As noted above, the Petitioner has not supplemented the record with critical evidence about the scope 
and projected staffing of its operation. Although the Petitioner claims that it will employ the 
Beneficiary in an executive capacity, it has not provided a business plan or other evidence in support 
of this claim. It is therefore unclear how the Petitioner will progress to the next developmental phase 
where the Beneficiary can primarily focus on directing the management of the organization by 
establishing its goals and policies. See section 101(a)(44)(B) of the Act. Further, despite pointing to 
evidence of the foreign entity's continued business activities and generation of new revenue, the 
Petitioner has not adequately discussed its projected operational costs and revenues, nor has it 
demonstrated that sufficient funds were invested at the time of filing to allow for payment of the 
Beneficiary's salary and commencement of the intended business activities. The Petitioner must 
support its assertions with relevant, probative, and credible evidence. See Matter of Chawathe, 25 
l&N Dec. 369, 376 (AAO 2010). 
In addition, the Petitioner's claim that it "intend[s] to hire and train staff" to carry out its operational 
tasks is not sufficient without further information about the number of employees it plans to hire, the 
timeframe within which the hiring is expected to take place, and the organizational hierarchy the 
Petitioner plans to have once it exists the new office phase of operation. As noted earlier, the Petitioner 
also has not described the actions the Beneficiary plans to take during the first year of operation, 
thereby further detracting from a meaningful understanding of how the Petitioner will transition 
beyond the new office phase within one year of the petition's approval. 
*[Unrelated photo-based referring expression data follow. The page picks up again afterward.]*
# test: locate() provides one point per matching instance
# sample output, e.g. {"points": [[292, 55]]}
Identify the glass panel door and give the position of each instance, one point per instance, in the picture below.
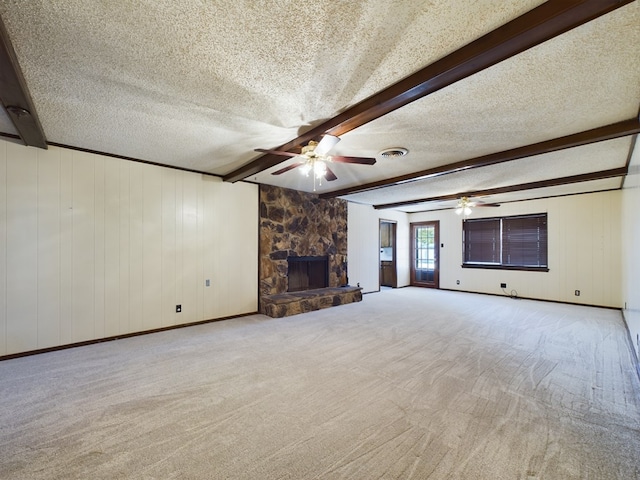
{"points": [[424, 253]]}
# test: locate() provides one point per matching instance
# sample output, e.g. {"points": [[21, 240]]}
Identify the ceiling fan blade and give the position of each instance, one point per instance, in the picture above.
{"points": [[330, 176], [276, 152], [326, 143], [358, 160], [287, 168]]}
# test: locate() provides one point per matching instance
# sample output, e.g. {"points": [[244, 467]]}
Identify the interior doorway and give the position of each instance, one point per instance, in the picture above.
{"points": [[388, 273], [425, 241]]}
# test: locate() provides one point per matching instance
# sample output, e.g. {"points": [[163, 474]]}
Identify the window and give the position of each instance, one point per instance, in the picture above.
{"points": [[518, 242]]}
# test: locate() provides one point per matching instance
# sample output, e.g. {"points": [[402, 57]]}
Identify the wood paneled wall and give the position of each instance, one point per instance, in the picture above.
{"points": [[94, 247], [631, 249]]}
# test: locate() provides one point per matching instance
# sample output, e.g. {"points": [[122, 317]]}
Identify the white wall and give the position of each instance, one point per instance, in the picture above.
{"points": [[363, 229], [631, 248], [584, 251], [93, 247]]}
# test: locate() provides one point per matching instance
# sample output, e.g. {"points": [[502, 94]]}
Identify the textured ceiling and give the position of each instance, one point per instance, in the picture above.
{"points": [[199, 85]]}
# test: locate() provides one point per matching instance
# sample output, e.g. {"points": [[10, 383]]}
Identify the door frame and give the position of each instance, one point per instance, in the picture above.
{"points": [[436, 240], [394, 243]]}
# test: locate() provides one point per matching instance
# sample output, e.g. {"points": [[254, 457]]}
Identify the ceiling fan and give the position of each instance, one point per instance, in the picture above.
{"points": [[464, 206], [314, 158]]}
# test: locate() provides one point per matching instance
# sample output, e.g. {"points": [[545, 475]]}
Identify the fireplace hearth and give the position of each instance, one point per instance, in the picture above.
{"points": [[307, 273]]}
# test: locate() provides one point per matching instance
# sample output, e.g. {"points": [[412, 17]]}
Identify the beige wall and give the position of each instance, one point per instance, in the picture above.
{"points": [[363, 242], [631, 248], [93, 247], [584, 251]]}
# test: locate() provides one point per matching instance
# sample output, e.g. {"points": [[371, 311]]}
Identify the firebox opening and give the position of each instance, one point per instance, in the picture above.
{"points": [[307, 273]]}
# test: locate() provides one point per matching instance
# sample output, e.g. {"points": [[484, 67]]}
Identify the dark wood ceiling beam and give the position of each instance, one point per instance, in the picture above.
{"points": [[15, 95], [585, 177], [544, 22], [608, 132]]}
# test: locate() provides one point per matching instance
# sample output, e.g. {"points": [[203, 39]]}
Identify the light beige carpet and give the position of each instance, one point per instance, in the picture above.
{"points": [[409, 383]]}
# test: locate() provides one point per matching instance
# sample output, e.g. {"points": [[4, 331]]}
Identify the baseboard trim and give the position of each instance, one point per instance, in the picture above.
{"points": [[634, 355], [517, 297], [118, 337]]}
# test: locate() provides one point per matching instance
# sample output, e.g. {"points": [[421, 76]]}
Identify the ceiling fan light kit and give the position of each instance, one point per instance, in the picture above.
{"points": [[394, 152], [464, 207], [313, 158]]}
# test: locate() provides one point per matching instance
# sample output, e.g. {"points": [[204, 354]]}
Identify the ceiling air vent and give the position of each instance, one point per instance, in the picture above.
{"points": [[394, 152]]}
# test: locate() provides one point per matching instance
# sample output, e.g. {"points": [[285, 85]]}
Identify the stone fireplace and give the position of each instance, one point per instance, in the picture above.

The evidentiary deficiencies described above preclude us from gauging how, when, or if the 
Beneficiary's role would shift from one that involves primarily carrying out the Petitioner's 
operational tasks to one that involves primarily executive job duties within the scope of a trader of 
used cranes and construction equipment. Therefore, we cannot conclude that the Petitioner will 
employ the Beneficiary in an executive position within one year of the petition's approval. 
ORDER: The appeal will be dismissed.